Ton MBP 2007 est réactif à quel point ? Ma question est un peu vague je sais, mais par exemple, rencontres-tu des lenteurs (par exemple au lancement ou à la fermeture d'applications) ?


----------



## okeeb (6 Février 2016)

C'est surtout le SSD qui le rend réactif. Les temps d'accès sont si faibles que la machine, même ancienne, apparaît comme transfigurée. Et quand je vois les tarifs pratiqués par certains commerçants Web comme Amazon qui a soldé aujourd'hui des ssd à moins de 70€, il est clair qu'il serait dommage de s'en priver...


----------



## Iberos (9 Février 2016)

D'accord, merci beaucoup pour vos réponses. Cela m'encourage à sauter le pas !
Comme je l'ai expliqué lors de mon premier message, je souhaiterais donc faire une installation propre d'El Capitan sur le DD. Pour cela il suffit de brancher le disque en USB et dans l'installeur d'El Capitan, je peux choisir le disque cible ?

Merci par avance


----------



## okeeb (9 Février 2016)

Iberos a dit:


> Pour cela il suffit de brancher le disque en USB et dans l'installeur d'El Capitan, je peux choisir le disque cible ?

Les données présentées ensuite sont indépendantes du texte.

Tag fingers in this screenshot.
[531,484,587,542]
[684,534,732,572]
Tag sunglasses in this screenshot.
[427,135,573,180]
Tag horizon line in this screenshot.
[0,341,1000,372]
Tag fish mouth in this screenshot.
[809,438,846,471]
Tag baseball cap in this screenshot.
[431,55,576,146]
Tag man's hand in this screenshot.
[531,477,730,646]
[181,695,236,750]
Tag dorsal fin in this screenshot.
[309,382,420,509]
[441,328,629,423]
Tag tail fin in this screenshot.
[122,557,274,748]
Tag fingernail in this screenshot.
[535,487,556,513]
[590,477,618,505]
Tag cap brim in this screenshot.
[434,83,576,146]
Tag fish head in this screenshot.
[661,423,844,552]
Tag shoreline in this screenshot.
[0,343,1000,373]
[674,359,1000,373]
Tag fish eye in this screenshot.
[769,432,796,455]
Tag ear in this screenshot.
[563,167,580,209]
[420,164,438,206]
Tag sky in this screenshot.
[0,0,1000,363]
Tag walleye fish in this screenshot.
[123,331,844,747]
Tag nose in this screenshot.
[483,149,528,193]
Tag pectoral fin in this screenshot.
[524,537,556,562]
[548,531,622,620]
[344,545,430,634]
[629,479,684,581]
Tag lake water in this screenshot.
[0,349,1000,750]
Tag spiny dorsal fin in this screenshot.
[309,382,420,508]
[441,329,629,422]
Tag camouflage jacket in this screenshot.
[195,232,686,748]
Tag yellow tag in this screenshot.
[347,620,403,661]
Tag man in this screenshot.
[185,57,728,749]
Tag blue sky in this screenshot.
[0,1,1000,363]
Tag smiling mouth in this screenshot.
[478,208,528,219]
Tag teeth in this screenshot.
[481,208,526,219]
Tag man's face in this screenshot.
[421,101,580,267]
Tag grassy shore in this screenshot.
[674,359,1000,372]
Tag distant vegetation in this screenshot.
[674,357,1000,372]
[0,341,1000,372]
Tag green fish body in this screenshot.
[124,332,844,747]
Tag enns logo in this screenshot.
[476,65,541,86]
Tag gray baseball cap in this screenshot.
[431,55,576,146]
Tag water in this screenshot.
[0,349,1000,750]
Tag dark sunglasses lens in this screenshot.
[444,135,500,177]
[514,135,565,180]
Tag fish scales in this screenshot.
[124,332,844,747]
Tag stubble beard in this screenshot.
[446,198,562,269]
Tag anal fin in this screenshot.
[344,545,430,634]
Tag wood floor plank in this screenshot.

En effet, le système d'installation va vous demander de sélectionner le disque cible. Une fois fait, ne restera plus qu'à intervertir les deux disques, démarrer puis aller dans les préférences systèmes et sélectionner le disque de démarrage (sans quoi ce dernier sera toujours un peu lent car le _Mac _survolera tous les disques présents à chaque boot).
Il ne faudra pas non plus oublier de saisir dans le _Terminal _la commande *sudo trimforce enable*, celle-ci permettant à _El Capitan _de gérer le _trim _d'un SSD tiers sans avoir le besoin d'un soft extérieur comme par le passé.


----------



## Iberos (9 Février 2016)

Super merci beaucoup ! Je posterai ici, une fois cette petite mise à niveau effectuée (ce n'est pas pour tout de suite), mon retour sur ma machine


----------



## okeeb (9 Février 2016)

Iberos a dit:


> Je posterai ici, une fois cette petite mise à niveau effectuée



J'espère bien !


----------



## kaos (21 Février 2016)

J'ai eu la meme machine et je valide tout a fait ton projet puisque j'ai fais pareil.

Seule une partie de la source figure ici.